Once some ideas have come together, designers should avoid working in isolation and then handing over pixel perfect designs, but keep discussions about their work in the open. And then as a developer begins to start coding, any questions about the design should be discussed with the designer, preferably sitting at the desk with them (remotely or otherwise). Working like this saves time - for example changes can happen before the code goes into peer review or is put on a staging environment. It also demystifies the black box of coding for designers and gives them more power in the relationship to question why things are done as they are and suggest changes.
It is also great for developers to attend user testing sessions. This allows them to see their work being used, and understand the user problems themselves. Then, if the designs do need to change, they know why and can put the changes they are making into context. It also helps keep the need for user value at the forefront of the developer’s mind.
Everyone then attends a retrospective to discuss how they worked together, and how the process might be improved for the next sprint. Maybe next time more developers should go to user research sessions, or a designer could talk through their designs before a developer picks them up. Some methods may work in some teams, but not in others, and having open and honest discussions about how you worked together allows the process to be fine tuned for each team.
What does this result in?
All this comes together to mean product development is quicker and has better results. There is less back and forth as everyone is on the same page from the start and continually discussing and improving the product. It removes the frustrations that inevitably happen when work is handed over, with neither side having a say what happens once the work is off their desk. There are also a variety of perspectives looking at ways to solve problems which will lead to more innovative solutions.

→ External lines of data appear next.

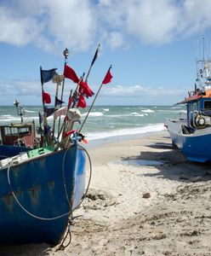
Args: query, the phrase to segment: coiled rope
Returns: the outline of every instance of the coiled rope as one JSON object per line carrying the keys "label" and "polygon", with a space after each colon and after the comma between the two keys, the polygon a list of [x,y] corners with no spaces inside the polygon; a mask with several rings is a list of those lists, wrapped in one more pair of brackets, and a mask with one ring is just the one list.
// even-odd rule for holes
{"label": "coiled rope", "polygon": [[[87,154],[87,156],[88,156],[88,159],[89,160],[89,167],[90,167],[90,175],[89,175],[89,179],[88,179],[88,186],[87,186],[87,189],[86,189],[86,191],[85,191],[85,194],[83,196],[80,203],[78,204],[78,206],[76,207],[76,208],[78,208],[79,206],[82,204],[82,202],[83,201],[84,198],[86,197],[86,195],[87,195],[87,192],[88,192],[88,187],[89,187],[89,184],[90,184],[90,180],[91,180],[91,174],[92,174],[92,164],[91,164],[91,159],[90,159],[90,156],[89,154],[88,154],[87,150],[82,147],[82,146],[79,146],[83,150],[84,150],[84,152]],[[69,149],[69,148],[68,148]],[[63,157],[63,165],[64,165],[64,158],[66,157],[66,152],[68,151],[68,149],[66,151],[65,153],[65,155]],[[26,212],[28,215],[35,218],[37,218],[37,219],[40,219],[40,220],[55,220],[55,219],[58,219],[58,218],[63,218],[66,215],[70,215],[72,213],[72,211],[69,211],[68,212],[66,212],[66,213],[63,213],[63,214],[60,214],[59,216],[56,216],[56,217],[53,217],[53,218],[43,218],[43,217],[39,217],[37,215],[35,215],[31,212],[30,212],[27,209],[26,209],[23,205],[20,202],[20,201],[18,200],[17,196],[15,195],[14,192],[14,189],[13,189],[13,187],[12,187],[12,184],[11,184],[11,181],[10,181],[10,169],[11,169],[11,166],[13,165],[13,161],[11,161],[9,164],[9,167],[8,167],[8,172],[7,172],[7,176],[8,176],[8,183],[9,183],[9,189],[10,189],[10,191],[14,198],[14,200],[16,201],[16,202],[18,203],[18,205],[20,206],[20,207],[25,212]],[[62,167],[62,169],[64,170],[64,166]],[[64,186],[65,186],[65,190],[66,190],[66,195],[67,195],[67,199],[68,199],[68,202],[69,202],[69,198],[68,198],[68,195],[67,195],[67,191],[66,191],[66,182],[65,182],[65,177],[64,177],[64,174],[63,174],[63,181],[64,181]],[[74,210],[76,210],[76,208]]]}

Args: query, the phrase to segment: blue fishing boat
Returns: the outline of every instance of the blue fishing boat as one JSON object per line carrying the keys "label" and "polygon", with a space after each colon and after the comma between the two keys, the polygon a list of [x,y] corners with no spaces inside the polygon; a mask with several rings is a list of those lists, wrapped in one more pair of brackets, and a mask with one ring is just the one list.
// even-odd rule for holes
{"label": "blue fishing boat", "polygon": [[186,115],[165,120],[173,145],[188,160],[197,162],[211,160],[211,58],[205,49],[203,39],[194,90],[177,103],[186,106]]}
{"label": "blue fishing boat", "polygon": [[85,153],[78,137],[62,150],[10,149],[11,157],[1,160],[0,242],[57,244],[84,195]]}
{"label": "blue fishing boat", "polygon": [[[67,49],[64,55],[66,61]],[[43,84],[53,79],[57,84],[55,103],[48,113],[50,108],[45,104],[51,100],[49,94],[44,92]],[[81,145],[83,136],[73,130],[80,119],[80,112],[74,106],[61,107],[63,101],[58,99],[58,92],[61,82],[64,87],[64,75],[57,74],[55,68],[41,70],[41,81],[43,113],[39,113],[39,126],[35,129],[34,121],[24,121],[24,108],[16,100],[14,104],[20,122],[0,125],[2,244],[59,243],[63,237],[66,239],[64,234],[71,224],[72,212],[87,191],[88,153]],[[78,96],[77,86],[74,101]],[[52,113],[53,131],[48,123],[48,116]],[[55,123],[60,121],[62,115],[63,125],[57,125],[56,135]]]}
{"label": "blue fishing boat", "polygon": [[[55,73],[56,68],[40,67],[43,113],[39,113],[39,126],[35,129],[33,121],[24,122],[24,109],[17,101],[14,106],[20,123],[0,125],[0,243],[57,244],[64,238],[63,245],[66,238],[65,231],[74,218],[72,212],[84,199],[91,177],[90,158],[82,146],[87,141],[81,131],[100,90],[112,78],[111,66],[83,124],[73,129],[81,124],[78,108],[86,108],[84,96],[94,95],[88,85],[88,77],[99,47],[85,81],[83,81],[84,73],[78,79],[67,66],[67,49],[63,53],[62,75]],[[66,78],[77,86],[73,94],[71,90],[68,105],[62,107]],[[50,94],[44,90],[44,84],[49,81],[56,84],[54,108],[46,106],[51,103]],[[51,114],[54,114],[52,127],[48,122]],[[86,158],[90,166],[87,187]]]}
{"label": "blue fishing boat", "polygon": [[[78,111],[70,109],[73,115],[77,120]],[[57,244],[84,195],[82,135],[74,131],[41,147],[34,122],[23,116],[19,124],[1,125],[0,135],[0,243]]]}

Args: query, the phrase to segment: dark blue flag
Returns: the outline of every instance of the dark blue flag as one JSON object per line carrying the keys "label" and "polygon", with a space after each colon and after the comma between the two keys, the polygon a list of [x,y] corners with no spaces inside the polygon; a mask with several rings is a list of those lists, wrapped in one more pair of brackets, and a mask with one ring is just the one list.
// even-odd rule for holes
{"label": "dark blue flag", "polygon": [[46,113],[47,117],[50,116],[53,113],[54,113],[54,108],[44,108],[44,112]]}
{"label": "dark blue flag", "polygon": [[43,84],[44,83],[49,82],[54,78],[56,69],[57,68],[52,68],[49,70],[43,70],[42,67],[40,67],[41,84]]}
{"label": "dark blue flag", "polygon": [[61,105],[64,103],[61,100],[58,99],[57,96],[55,96],[55,106]]}

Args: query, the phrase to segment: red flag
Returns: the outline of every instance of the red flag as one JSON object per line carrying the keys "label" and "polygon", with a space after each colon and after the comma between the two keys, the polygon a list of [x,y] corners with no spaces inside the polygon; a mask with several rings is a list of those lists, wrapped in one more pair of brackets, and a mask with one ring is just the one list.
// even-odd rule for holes
{"label": "red flag", "polygon": [[71,108],[71,102],[72,102],[72,97],[70,96],[68,101],[68,105],[67,105],[68,109]]}
{"label": "red flag", "polygon": [[94,95],[94,93],[88,87],[88,84],[83,81],[81,81],[80,83],[79,92],[88,97],[91,97]]}
{"label": "red flag", "polygon": [[86,107],[87,107],[87,103],[84,99],[84,96],[83,95],[80,95],[78,98],[77,108],[85,108]]}
{"label": "red flag", "polygon": [[49,104],[51,102],[50,94],[43,91],[43,102]]}
{"label": "red flag", "polygon": [[77,76],[75,71],[67,65],[65,66],[64,76],[66,79],[71,79],[74,83],[77,84],[79,82],[79,79]]}
{"label": "red flag", "polygon": [[105,79],[103,79],[102,84],[108,84],[108,83],[110,83],[111,81],[111,79],[112,79],[113,76],[111,73],[111,71],[110,71],[111,68],[111,65],[110,66],[110,67],[108,69],[108,72],[107,72]]}

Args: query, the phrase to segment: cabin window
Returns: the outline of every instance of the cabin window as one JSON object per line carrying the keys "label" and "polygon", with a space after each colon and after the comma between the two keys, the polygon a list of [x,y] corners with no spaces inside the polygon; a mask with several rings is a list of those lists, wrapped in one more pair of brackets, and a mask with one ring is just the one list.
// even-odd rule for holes
{"label": "cabin window", "polygon": [[204,109],[211,109],[211,101],[204,102]]}
{"label": "cabin window", "polygon": [[5,135],[27,135],[30,134],[29,127],[5,127]]}
{"label": "cabin window", "polygon": [[197,103],[193,104],[193,110],[197,110]]}

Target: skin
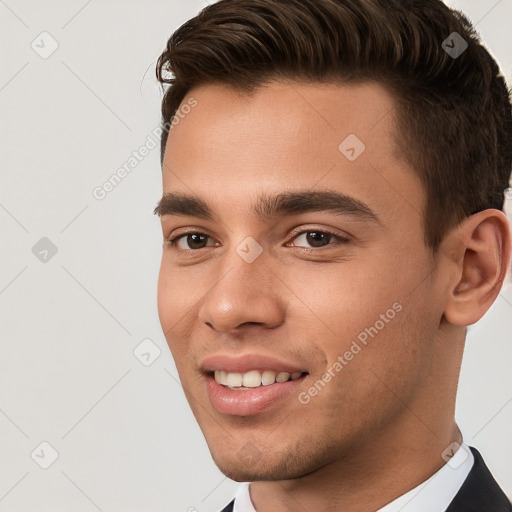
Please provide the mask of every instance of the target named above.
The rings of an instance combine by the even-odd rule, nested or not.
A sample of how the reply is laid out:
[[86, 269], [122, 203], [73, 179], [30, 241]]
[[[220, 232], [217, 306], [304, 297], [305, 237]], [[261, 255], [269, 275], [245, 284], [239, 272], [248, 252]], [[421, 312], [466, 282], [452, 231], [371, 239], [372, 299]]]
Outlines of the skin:
[[[507, 218], [485, 210], [437, 252], [426, 247], [425, 192], [394, 143], [394, 102], [378, 84], [272, 82], [253, 95], [213, 84], [184, 103], [192, 96], [197, 106], [169, 134], [163, 191], [195, 194], [218, 218], [161, 216], [158, 307], [212, 457], [230, 478], [253, 482], [258, 512], [376, 510], [462, 442], [454, 409], [465, 326], [503, 284]], [[338, 149], [351, 133], [366, 146], [353, 162]], [[251, 209], [261, 193], [325, 189], [364, 202], [380, 221], [262, 219]], [[165, 241], [187, 229], [209, 237], [203, 247]], [[325, 230], [337, 236], [312, 245], [307, 233]], [[250, 264], [236, 252], [248, 236], [263, 249]], [[395, 303], [401, 311], [308, 404], [290, 396], [251, 417], [211, 406], [199, 371], [206, 356], [300, 363], [307, 391]]]

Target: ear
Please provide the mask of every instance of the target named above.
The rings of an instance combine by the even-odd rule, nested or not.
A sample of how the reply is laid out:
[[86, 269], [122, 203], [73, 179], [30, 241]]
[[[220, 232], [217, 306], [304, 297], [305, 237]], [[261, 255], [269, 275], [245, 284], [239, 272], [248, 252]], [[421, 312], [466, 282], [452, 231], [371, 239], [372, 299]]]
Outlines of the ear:
[[471, 215], [447, 235], [444, 252], [455, 266], [444, 316], [458, 326], [474, 324], [491, 307], [508, 275], [511, 230], [499, 210]]

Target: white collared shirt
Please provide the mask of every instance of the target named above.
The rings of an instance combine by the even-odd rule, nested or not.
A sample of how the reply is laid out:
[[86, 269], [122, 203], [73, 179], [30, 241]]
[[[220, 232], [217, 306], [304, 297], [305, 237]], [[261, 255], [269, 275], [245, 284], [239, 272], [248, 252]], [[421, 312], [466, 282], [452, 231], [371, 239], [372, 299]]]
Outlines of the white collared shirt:
[[[462, 443], [439, 471], [377, 512], [444, 512], [462, 487], [474, 461], [471, 450]], [[233, 512], [257, 512], [249, 494], [249, 482], [240, 484]]]

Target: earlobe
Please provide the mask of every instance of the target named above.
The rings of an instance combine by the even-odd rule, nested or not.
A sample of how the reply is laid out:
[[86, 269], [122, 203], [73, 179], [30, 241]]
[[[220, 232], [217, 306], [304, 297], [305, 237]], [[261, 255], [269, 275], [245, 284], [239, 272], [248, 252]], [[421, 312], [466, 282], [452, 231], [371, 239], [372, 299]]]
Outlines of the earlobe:
[[458, 326], [474, 324], [491, 307], [508, 273], [511, 233], [507, 216], [484, 210], [454, 230], [459, 257], [456, 282], [448, 290], [444, 316]]

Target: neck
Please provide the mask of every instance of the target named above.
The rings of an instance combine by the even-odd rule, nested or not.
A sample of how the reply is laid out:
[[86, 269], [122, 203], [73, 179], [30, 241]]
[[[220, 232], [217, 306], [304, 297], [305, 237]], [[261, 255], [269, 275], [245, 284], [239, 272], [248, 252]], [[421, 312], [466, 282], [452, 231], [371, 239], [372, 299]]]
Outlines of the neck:
[[422, 426], [406, 431], [405, 438], [397, 437], [395, 424], [392, 435], [354, 447], [308, 475], [251, 483], [251, 500], [258, 512], [378, 510], [436, 473], [451, 443], [462, 444], [454, 419], [445, 423], [431, 430], [418, 422]]

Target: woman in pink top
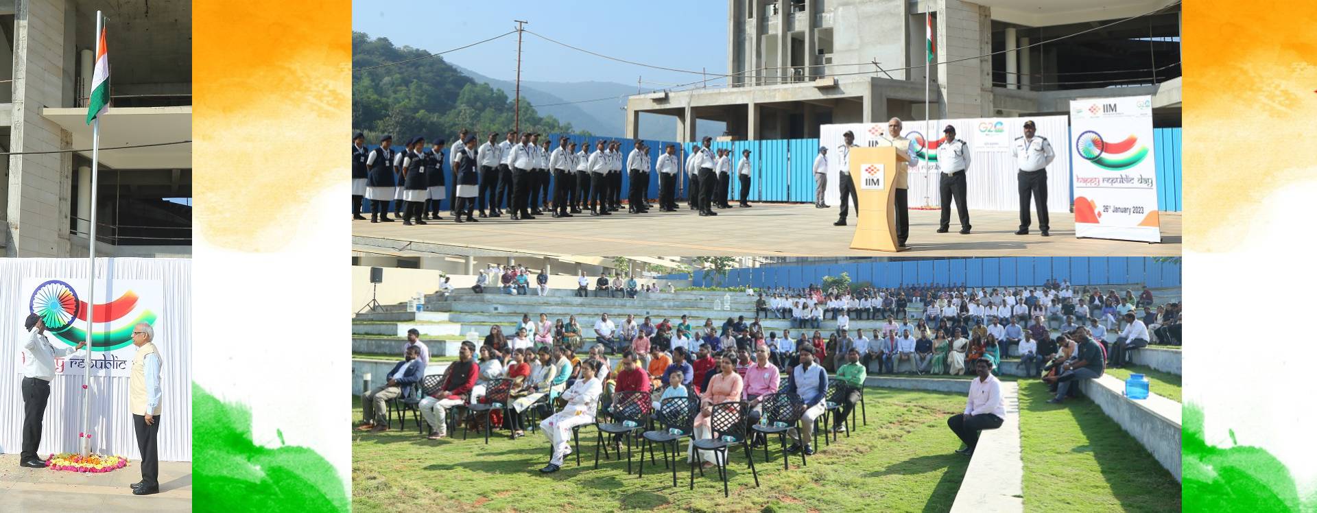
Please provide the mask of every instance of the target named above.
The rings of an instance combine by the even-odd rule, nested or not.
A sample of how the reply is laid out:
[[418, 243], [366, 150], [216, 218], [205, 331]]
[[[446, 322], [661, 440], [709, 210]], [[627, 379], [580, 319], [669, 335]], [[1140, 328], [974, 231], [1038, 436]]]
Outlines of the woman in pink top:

Working in this way creates a collaborative atmosphere where everyone can learn from each other in what is very much a team environment. It is important that this is happening at every stage of a project, not just the build phases. This can save a lot of pain and frustration later down the line when it turns out that what has been designed isn’t technically feasible, or that a user’s journey through the system doesn’t make any sense. And most importantly, it’s a much more enjoyable experience for everyone involved.